Le trio torride avec mon adjoint Rodolphe et mon mari
Écoute, je vais te confier un truc dingue qui m’est arrivé dimanche. J’avais prévenu mon mari pour cette visite de boulot à la maison. On s’était promis de laisser le taf au taf, mais bon, OPA sur un concurrent, faut bien. Ma team de jeunes cadres dynamiques débarque en début d’aprèm. Laptops, iPhones partout dans le salon. Moi en tailleur moulant, chemisier tendu sur mes seins lourds. Mon chéri, auteur un peu frustré, me fusille du regard depuis la cuisine.
« Les slides sont ok ? » je lance à la bande. Eux hochent la tête, moi je sens leurs yeux sur mes courbes. Mon mari marmonne un truc sur les ‘blaireaux’ et sort le chien Rex. Pauvre Rex, il compatit avec son maître. Deux heures plus tard, silence. Ils sont partis… sauf Rodolphe, mon adjoint sexy, mèche en bataille, sourire en coin.
La réunion qui chauffe à la maison
Je suis vautrée sur le canapé, jupe remontée, seins en avant. « Chéri, sers-nous un verre ? » je miaule. Il traîne les pieds au bar. Whisky on the rocks. Rodolphe mate mes nichons, mes cuisses gainées de bas. L’air sent le cuir du canapé et une pointe de son parfum boisé. Mon mari revient avec la bouteille. Rodolphe pose sa main sur ma cuisse. « À la victoire ! » On trinque, l’alcool picote la gorge, réchauffe le ventre.
« T’es excitée par cette OPA, hein ? » dit Rodolphe, doigts qui remontent. Sa paume chaude effleure ma peau nue au-dessus des bas. Humidité entre mes jambes. Je ferme les yeux, soupire. « Physiquement, ouais… » Ma main glisse sur son froc, trouve sa bite raide. Épaisse, dure sous le tissu. Mon mari regarde, bande déjà. « Vérifie s’il bande, chéri. » Il pose la main là, confirme d’une voix rauque.

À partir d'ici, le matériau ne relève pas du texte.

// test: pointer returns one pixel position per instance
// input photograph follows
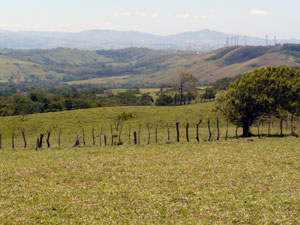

« Ouvre mon chemisier. » Ses doigts tremblants défont les boutons. Soutif qui s’ouvre, tétons dressés, air frais qui les durcit encore. Odeur de ma peau, vanille et sueur légère. « Déshabille Rodolphe. » Mon mari obéit, torse nu musclé, puis queue dressée, veines saillantes, gland luisant. Je me caresse les seins, gémis. « Et moi, déshabille-moi. » Nue sauf bas et escarpins, chatte épilée qui coule, lèvres gonflées.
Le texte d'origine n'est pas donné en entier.